The biggest challenge yet to our efforts is that due to historical, inherited systematic impediments, women tend to lack corporate confidence, and to underestimate their own abilities. The gender representivity efforts of both the public and private sectors therefore have to also care for agency and influence – both matters of power. Added to this is that women continue to occupy their private roles, even when they also shift to the public sphere. This duality adds insurmountable degrees of burden.
At the root of these challenges is the fundamentally gendered nature of organisational structures. The power relations and actions that sustain institutions are patterned in terms of a distinction between male and female, in such ways that masculine principles continue to dominate structures of authority, even in women-predominant organisations. Such patterns promote toxic masculine cultures that devalue women’s presence, relegate them to inferior statuses, and lead to women’s voices being constrained by internal operations.
Not only are there penalties for publicly voicing opinions that sharply differ from their male counterparts, major decisions are made by executive committees which are predominantly male. This is the same logic used in families, which themselves are forms of organisations. The silencing of women who are victims of gender-based-violence is, for example, a defence of the gendered nature of institutions and organisations.
If we agree that male domination is maintained and enforced by organisational norms – be it in political organisations, in the media, in educational institutions, within families, or in our religious institutions – then we cannot expect those who hold power to champion a struggle that could result in the loss of their privileges. The men and women who benefit from the marginalisation of women’s issues strive to see the status quo maintained.
Gender transformation will therefore not occur only as a result of a female president, but mainly from collective revolutionary love for the end of gendered oppressions in all its forms. This requires courage from a united women’s movement that supports each other despite political, religious, racial and class differences. If we are to envision change, we must be able to imagine the total uprootedness of the structures that maintain unjust gendered divisions. The consequences of eschewing this task are incomprehensible.

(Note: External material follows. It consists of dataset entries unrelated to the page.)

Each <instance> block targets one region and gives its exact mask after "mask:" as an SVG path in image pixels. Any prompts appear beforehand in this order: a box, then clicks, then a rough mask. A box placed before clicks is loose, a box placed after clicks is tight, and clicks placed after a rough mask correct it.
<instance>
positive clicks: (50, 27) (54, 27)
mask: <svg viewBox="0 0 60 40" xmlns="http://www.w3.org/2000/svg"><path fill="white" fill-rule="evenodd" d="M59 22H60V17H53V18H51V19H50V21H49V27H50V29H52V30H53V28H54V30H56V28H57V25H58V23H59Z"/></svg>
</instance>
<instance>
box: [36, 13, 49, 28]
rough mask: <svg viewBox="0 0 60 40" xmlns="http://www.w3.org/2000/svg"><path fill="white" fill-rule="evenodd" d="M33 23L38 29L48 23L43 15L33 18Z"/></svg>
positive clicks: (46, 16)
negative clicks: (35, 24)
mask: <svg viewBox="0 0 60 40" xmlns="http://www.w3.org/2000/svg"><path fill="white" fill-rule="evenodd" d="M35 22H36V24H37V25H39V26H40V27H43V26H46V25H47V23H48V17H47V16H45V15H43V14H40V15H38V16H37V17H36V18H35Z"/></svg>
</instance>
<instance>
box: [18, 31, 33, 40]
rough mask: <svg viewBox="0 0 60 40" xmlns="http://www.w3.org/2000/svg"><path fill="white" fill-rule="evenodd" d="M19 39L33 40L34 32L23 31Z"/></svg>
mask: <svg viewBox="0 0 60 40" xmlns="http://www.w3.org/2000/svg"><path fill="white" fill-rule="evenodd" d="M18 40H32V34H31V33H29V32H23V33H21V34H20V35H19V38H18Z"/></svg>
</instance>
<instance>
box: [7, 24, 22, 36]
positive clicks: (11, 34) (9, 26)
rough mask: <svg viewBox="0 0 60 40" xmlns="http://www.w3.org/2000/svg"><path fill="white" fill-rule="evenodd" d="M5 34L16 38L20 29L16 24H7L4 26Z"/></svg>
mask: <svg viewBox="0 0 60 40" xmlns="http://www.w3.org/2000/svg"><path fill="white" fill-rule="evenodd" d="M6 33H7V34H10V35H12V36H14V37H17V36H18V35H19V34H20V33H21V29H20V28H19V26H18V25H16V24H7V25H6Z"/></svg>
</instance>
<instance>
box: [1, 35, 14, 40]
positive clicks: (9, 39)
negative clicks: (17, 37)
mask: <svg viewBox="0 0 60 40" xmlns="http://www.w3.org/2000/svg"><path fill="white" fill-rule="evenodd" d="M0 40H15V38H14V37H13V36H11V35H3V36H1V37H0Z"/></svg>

It is for this that using legislation and policy to advocate for a societal shift of women from the private to the public cannot be our only national goal. Public discourse on the next president would be limited if it were assumed that seating a woman at the highest office would be the end of our quest to dismantle patriarchy. Our main aim as a society is to shift, completely, the roles that have been ascribed to men and women, to such extent that future generations live in a South Africa where the prospect of a female head of state is no longer even a topic for public debate. DM
Philile Ntuli is a researcher and speechwriter. She writes here in her personal capacity. She also self-proclaims as the reigning Queen of all scrabble boards.